I thought that Senator Brownback might be a dark horse spoiler in the Republican field because of his uncompromising culture warrior status with social conservatives. I figured that Senator Brownback would never actually be the Republican nominee because he would never garner enough support outside of social conservative circles, but because of the significant minority status of social conservatives, he might command enough of a share of the vote to drag the Republican platform and nominee further out of the American mainstream toward the radical fringe of whiny nanny state conservatism.

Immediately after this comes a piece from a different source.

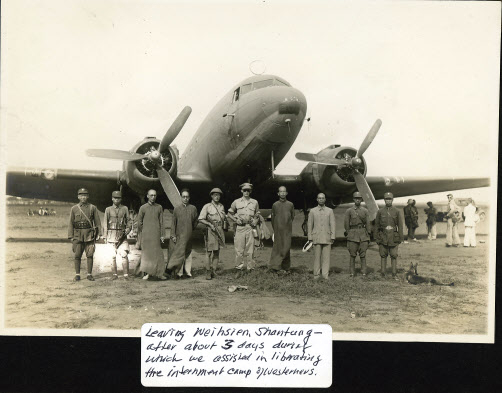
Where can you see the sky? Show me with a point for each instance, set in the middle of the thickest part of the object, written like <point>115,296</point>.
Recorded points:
<point>93,74</point>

But I was wrong. The social conservatives have shown their true colors...their true realconservativ...in this election cycle by foregoing Senator Brownback. I've suspected for a few months that there was something odd going down in the social conservative power broker circles; Brownback never got traction financially, never got traction in the media and didn't seem to turn out any of the fabled social conservative masses in Iowa or South Carolina.

My suspicion is that the social conservatives are going to hold their noses and hop on the Giuliani bandwagon because he's perceived as a winner and he also has the authoritarian appeal that socially conservative voters crave. I thought Fred Thompson was poised to capture their allegiance, but his stumbling and bumbling out of the gate, in particular his refusal to flog his Christian-ness as part of his campaign, seems to have turned off the social conservatives. All Giuliani will have to do is say a couple of throwaway lines along the way about how we need more prayer in school or how he's reconsidered his stance on Roe v. Wade and suddenly he'll be hailed by the likes of James Dobson as the candidate for "values voters".

For some people, winning has a virtue that trumps all other virtues.